Because the Inclusive Decision follows all true paths simultaneously, a low-confidence `"Technical Issue"` ticket can both open a service desk ticket *and* notify a support lead for review — without needing a separate decision shape.

High-confidence results satisfy only the relevant category condition, so they follow exactly one path.

## Branch Actions and Process Ending

Each branch of the Inclusive Decision should contain the Tasks required to act on the categorization before connecting back to the main flow, and in this case into the same Return shape for successful handling.&#x20;

Alternatively, a branch can end in Throw shape in case of error, to signal support that this Process Instance had an error in the handling.

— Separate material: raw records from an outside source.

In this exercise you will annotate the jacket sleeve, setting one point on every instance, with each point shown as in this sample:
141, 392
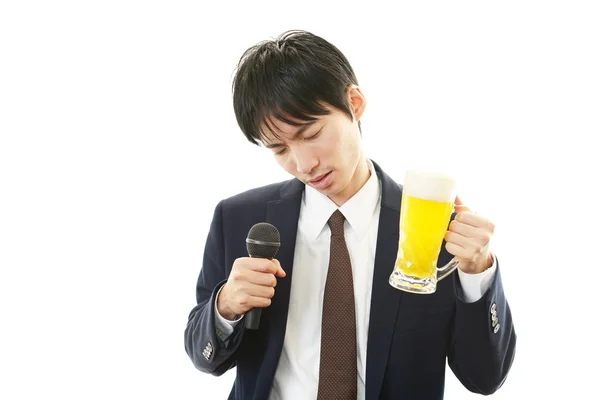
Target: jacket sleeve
483, 341
206, 350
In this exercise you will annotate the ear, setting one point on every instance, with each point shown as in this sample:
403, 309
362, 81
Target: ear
357, 101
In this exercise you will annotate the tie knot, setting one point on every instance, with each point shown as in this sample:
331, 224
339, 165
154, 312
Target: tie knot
336, 223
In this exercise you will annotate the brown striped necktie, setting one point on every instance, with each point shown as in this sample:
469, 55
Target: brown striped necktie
337, 369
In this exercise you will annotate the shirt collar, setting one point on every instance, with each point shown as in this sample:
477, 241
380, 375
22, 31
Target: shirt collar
358, 210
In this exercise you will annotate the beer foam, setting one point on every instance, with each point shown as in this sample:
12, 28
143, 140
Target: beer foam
429, 185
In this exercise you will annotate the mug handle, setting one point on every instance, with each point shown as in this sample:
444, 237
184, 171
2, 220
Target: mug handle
447, 269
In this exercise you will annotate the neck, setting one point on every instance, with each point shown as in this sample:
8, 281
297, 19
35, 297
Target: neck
360, 177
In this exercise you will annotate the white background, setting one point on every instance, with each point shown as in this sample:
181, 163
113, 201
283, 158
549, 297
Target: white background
117, 139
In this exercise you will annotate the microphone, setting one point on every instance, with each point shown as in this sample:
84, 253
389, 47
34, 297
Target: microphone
263, 241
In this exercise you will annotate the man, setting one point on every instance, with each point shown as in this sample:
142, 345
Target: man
298, 96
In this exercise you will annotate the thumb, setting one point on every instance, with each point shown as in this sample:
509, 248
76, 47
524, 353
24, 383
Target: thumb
280, 272
459, 206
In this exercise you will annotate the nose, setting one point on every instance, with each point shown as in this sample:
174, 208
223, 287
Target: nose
306, 161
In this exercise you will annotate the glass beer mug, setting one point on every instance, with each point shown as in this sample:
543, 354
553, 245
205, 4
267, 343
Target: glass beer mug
427, 204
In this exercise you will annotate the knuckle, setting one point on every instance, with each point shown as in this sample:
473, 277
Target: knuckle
236, 275
244, 300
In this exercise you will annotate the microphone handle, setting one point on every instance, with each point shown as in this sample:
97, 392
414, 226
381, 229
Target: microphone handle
253, 318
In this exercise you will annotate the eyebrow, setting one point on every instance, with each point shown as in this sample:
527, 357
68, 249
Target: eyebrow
298, 133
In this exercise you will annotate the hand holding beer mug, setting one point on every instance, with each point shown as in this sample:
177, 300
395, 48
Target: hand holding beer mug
427, 204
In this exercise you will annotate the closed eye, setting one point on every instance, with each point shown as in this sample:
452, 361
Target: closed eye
315, 135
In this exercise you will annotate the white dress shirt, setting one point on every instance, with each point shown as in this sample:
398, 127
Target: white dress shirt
297, 373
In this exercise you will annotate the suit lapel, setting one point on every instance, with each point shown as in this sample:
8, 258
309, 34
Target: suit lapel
283, 214
385, 299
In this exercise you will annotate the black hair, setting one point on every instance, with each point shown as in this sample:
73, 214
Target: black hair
290, 78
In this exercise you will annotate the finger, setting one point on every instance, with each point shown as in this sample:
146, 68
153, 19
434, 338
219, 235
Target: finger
259, 278
457, 250
458, 239
476, 220
280, 272
249, 301
461, 208
261, 265
257, 290
468, 230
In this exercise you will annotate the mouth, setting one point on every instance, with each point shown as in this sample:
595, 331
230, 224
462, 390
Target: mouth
320, 181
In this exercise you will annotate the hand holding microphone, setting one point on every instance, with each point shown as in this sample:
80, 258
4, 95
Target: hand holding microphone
252, 281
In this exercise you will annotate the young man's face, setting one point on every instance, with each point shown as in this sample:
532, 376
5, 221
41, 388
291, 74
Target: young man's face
326, 154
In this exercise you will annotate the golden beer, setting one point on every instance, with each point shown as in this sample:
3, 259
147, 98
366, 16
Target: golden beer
426, 206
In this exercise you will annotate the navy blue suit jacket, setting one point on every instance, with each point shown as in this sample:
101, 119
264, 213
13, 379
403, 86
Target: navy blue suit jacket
410, 336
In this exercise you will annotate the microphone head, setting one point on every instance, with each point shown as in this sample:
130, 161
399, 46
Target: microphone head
263, 241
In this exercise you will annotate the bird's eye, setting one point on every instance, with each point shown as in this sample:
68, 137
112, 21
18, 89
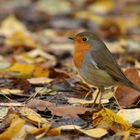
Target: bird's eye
84, 39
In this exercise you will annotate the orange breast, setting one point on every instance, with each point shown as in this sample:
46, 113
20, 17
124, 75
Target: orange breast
79, 51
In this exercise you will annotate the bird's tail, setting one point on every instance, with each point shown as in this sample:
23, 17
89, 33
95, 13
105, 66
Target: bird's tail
132, 85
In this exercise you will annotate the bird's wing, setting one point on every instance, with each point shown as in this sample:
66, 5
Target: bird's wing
105, 61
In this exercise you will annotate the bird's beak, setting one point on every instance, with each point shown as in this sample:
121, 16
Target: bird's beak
72, 38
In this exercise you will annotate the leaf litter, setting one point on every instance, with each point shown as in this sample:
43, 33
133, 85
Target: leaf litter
41, 93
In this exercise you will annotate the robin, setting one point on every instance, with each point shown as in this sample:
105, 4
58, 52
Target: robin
95, 63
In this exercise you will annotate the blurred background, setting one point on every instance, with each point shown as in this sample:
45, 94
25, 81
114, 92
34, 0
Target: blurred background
50, 22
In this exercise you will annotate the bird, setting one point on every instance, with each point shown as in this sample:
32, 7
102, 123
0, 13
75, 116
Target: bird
96, 64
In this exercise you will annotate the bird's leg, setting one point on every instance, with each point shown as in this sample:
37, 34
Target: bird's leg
96, 97
113, 90
101, 94
89, 92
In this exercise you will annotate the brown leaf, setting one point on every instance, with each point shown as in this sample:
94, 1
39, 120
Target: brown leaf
39, 104
125, 95
68, 111
15, 126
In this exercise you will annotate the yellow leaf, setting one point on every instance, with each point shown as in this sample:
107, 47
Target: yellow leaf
15, 126
11, 91
10, 25
40, 72
41, 80
54, 132
109, 120
95, 132
109, 114
102, 6
20, 39
21, 70
32, 116
127, 114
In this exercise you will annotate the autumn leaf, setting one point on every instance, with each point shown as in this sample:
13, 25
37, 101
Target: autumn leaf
15, 126
127, 96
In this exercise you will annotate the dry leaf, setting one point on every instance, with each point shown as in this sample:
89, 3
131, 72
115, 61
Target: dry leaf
11, 25
15, 126
20, 39
33, 117
22, 70
68, 111
127, 114
109, 120
95, 132
39, 104
11, 91
41, 80
125, 95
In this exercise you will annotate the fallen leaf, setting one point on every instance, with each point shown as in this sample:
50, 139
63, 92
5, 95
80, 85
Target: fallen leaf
15, 126
11, 25
21, 70
39, 104
33, 117
12, 104
11, 91
69, 127
127, 114
94, 133
3, 112
39, 80
68, 111
109, 120
20, 39
127, 96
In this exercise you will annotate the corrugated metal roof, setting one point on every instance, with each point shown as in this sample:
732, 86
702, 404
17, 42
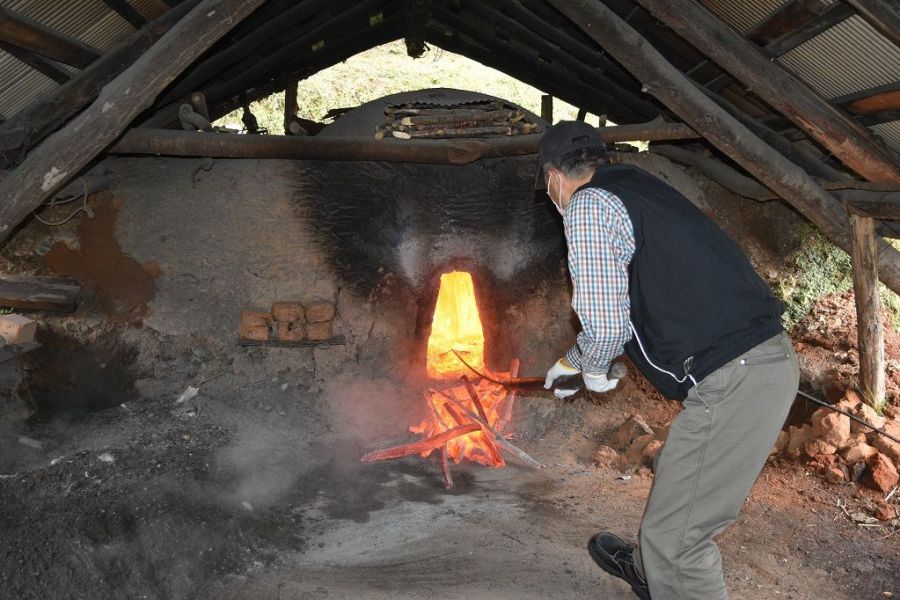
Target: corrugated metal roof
847, 58
90, 21
889, 132
742, 16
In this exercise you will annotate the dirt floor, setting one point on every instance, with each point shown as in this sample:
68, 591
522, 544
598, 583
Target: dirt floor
111, 487
259, 493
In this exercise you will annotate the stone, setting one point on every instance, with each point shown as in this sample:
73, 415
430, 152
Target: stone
289, 332
882, 473
607, 457
835, 475
859, 452
797, 438
780, 444
319, 312
17, 330
633, 428
635, 453
849, 402
318, 332
651, 451
887, 446
867, 414
255, 323
832, 427
816, 447
885, 512
288, 312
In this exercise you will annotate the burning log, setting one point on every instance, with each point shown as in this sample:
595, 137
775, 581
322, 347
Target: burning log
521, 455
422, 446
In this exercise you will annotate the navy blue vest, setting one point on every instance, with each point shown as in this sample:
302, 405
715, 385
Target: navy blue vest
696, 302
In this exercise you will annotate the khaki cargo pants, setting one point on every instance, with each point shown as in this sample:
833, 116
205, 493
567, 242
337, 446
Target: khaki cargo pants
714, 452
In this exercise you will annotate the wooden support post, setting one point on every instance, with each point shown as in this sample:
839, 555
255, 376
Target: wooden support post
69, 150
670, 86
290, 106
850, 142
36, 121
868, 307
547, 108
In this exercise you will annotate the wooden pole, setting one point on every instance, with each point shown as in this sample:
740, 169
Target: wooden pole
868, 308
547, 108
29, 126
850, 142
69, 150
726, 133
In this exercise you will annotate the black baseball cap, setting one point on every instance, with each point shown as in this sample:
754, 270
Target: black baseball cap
562, 138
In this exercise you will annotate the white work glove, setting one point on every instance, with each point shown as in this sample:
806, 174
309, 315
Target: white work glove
560, 368
599, 383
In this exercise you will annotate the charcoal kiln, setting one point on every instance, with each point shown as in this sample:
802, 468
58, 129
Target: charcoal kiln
391, 230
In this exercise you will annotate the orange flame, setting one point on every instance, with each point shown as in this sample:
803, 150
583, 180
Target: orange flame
457, 326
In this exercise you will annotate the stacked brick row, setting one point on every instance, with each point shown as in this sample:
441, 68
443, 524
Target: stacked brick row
289, 322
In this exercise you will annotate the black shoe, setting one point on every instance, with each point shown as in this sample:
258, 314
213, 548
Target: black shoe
616, 558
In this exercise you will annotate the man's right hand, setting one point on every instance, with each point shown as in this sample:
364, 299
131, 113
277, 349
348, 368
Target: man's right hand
560, 368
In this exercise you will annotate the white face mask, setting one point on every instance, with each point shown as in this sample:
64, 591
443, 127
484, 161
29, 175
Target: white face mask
558, 193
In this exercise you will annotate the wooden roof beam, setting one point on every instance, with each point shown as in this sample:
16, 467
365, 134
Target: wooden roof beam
723, 131
37, 120
125, 10
203, 71
883, 15
67, 152
796, 22
850, 142
27, 34
551, 52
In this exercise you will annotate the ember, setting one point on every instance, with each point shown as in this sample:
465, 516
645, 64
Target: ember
467, 419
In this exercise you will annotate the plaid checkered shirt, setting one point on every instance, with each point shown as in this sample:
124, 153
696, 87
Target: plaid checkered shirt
600, 237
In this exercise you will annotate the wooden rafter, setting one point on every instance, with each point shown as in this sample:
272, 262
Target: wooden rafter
671, 87
33, 123
65, 153
128, 12
853, 144
795, 23
27, 34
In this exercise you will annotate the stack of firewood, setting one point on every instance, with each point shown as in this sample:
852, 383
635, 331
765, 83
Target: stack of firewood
289, 322
474, 120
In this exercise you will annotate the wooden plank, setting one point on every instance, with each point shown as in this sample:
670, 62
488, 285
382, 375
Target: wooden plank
64, 154
883, 15
337, 340
864, 256
726, 133
48, 68
783, 20
28, 34
39, 293
547, 108
50, 111
822, 18
851, 143
125, 10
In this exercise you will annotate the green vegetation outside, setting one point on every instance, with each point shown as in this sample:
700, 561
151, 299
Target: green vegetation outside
388, 70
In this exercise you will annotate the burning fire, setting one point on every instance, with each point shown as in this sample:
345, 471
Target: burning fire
457, 326
467, 418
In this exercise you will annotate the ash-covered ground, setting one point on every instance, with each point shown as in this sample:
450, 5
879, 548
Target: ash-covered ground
112, 488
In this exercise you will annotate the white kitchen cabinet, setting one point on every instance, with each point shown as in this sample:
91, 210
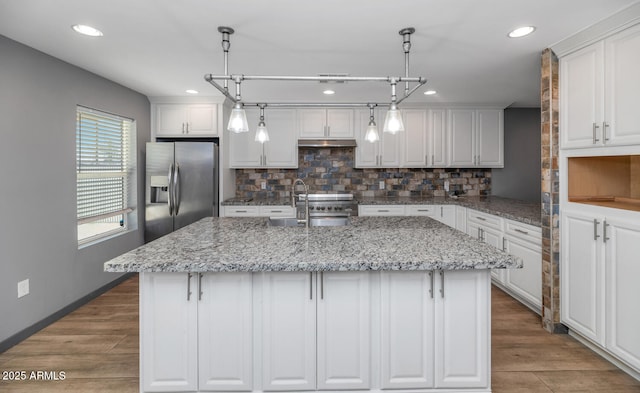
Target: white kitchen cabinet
325, 123
436, 138
599, 87
524, 241
201, 339
414, 137
169, 352
435, 329
475, 138
185, 120
407, 353
288, 331
582, 275
462, 329
281, 151
225, 328
343, 326
384, 153
289, 344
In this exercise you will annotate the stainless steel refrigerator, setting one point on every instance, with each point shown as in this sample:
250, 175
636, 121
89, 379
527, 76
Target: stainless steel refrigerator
181, 185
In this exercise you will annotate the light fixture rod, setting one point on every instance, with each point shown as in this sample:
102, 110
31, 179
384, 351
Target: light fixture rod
210, 77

### Technical Issue Branch

Add a Task that creates a ticket in your service desk. Pass the ticket subject, description, and any relevant metadata as inputs. Once the Task completes, connect the branch to a Return shape to signal successful handling.

### Billing Inquiry Branch

Add a Task that forwards the ticket to your billing system or creates a case in a CRM. End the branch to the same Return shape as before, once the case is created.

### Feature Request Branch

Add a Task that creates an entry in your product backlog or project management tool, such as posting to a Jira project or a dedicated Slack channel.&#x20;

### General Question Branch

Add a Task that routes the ticket to a general support queue or sends an acknowledgement email to the submitter using the SMTP or SendGrid Tasks.

### Low-Confidence Branch

Add a Task that notifies a support lead — for example by sending a message via Slack or Teams with the ticket details and the AI's category and confidence values attached. This branch runs in parallel with the matched category branch, so the ticket is both acted on and flagged for review simultaneously.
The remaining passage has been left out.